None of this is easy.
We generally assume that the future will be more or less a linear continuation of the past trends. For example, we have seen that someone may assume that atmospheric CO2 concentrations will continue to rise because that is what has happened since the early 1950s.
But drastic change often occurs at “tipping points”. A system suddenly shifts from one state to another very different state. An example is a potential climate tipping point is what is sometimes referred to as the “clathrate gun”. This is an unproven hypothesis hat increases in sea temperatures (caused, in part, by increased methane concentrations in the atmosphere) can trigger the sudden release of methane from methane clathrate compounds contained within seabed permafrost. This has the effect of releasing more methane, thus creating a positive feedback loop, an irreversible runaway process comparable to the firing of a gun.
Understanding climate change requires an understanding of non-linearities, such as the clathrate gun.

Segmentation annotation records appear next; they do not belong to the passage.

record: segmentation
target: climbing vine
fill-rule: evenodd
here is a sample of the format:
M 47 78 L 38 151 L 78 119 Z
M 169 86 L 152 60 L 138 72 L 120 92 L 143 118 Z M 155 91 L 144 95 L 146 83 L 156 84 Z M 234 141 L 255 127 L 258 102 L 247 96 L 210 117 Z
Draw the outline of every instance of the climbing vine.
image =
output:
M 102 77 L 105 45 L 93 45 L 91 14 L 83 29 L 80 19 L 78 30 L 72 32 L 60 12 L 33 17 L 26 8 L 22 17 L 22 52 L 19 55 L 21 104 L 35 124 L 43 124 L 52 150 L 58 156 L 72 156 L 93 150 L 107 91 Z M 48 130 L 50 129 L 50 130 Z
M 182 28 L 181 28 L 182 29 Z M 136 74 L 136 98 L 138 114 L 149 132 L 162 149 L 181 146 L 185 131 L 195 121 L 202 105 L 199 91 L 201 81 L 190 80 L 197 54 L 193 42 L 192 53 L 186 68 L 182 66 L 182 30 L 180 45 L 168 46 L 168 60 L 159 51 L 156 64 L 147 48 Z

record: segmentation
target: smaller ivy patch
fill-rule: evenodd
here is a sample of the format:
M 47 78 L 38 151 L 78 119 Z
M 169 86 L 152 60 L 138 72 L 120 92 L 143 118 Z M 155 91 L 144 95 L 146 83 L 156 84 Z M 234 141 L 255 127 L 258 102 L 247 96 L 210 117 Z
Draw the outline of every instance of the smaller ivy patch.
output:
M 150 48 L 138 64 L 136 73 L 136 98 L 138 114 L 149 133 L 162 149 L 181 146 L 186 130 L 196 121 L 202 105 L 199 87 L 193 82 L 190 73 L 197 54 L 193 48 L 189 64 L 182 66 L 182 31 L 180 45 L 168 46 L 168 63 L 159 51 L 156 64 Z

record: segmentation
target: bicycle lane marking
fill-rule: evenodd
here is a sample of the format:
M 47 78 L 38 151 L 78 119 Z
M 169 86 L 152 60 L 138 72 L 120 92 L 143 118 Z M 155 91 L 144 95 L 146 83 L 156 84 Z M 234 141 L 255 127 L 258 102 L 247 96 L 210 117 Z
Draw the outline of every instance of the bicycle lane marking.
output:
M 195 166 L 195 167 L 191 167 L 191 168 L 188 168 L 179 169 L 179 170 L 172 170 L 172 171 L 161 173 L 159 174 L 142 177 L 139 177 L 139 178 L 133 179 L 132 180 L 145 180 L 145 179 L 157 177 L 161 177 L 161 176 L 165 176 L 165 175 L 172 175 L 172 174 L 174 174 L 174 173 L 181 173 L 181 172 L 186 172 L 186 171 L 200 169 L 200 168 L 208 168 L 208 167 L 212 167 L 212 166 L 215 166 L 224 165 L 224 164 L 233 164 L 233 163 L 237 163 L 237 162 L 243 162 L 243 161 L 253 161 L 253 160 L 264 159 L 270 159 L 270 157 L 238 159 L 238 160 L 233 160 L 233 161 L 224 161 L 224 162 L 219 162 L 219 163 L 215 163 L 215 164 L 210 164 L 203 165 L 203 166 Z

One of the occupational hazards of studying climate change is that people tend to drift toward extremes. (The polarizing nature of social media probably has something to do with this.) At one end of the scale we have the “doomers” who maintain that we are heading toward catastrophe sometime in the near future. At the other end are those who tout “hopium”. Like Wilkins Micawber in the novel David Copperfield they are sure that “something will come up”.
“Doomer” predictions are too numerous to count, but they go back a long way. For example, in the year 2009 a leading Peak Oil writer said,
Ordinary people are unlikely to be able to afford oil products AT ALL within 5 years.
Twelve years after her forecast we see people are grumbling about rising fuel prices but the roads remain as congested as ever.
At the other end of the spectrum there is the hopium (defined as being addicted to false and unrealistic hopes). For example, on November 20th 2021, the Richmond Times-Dispatch newspaper featured an article entitled Nuclear fusion is close enough to start dreaming. Maybe nuclear fusion has a future, but any article on the topic needs to address the fact that that technology has been “on the horizon” for almost three generations. This article failed to do so. The article The Tortuous Way to Nuclear Fusion provides for more realistic reading.
A good generalist knows to steer clear of extremes such as these.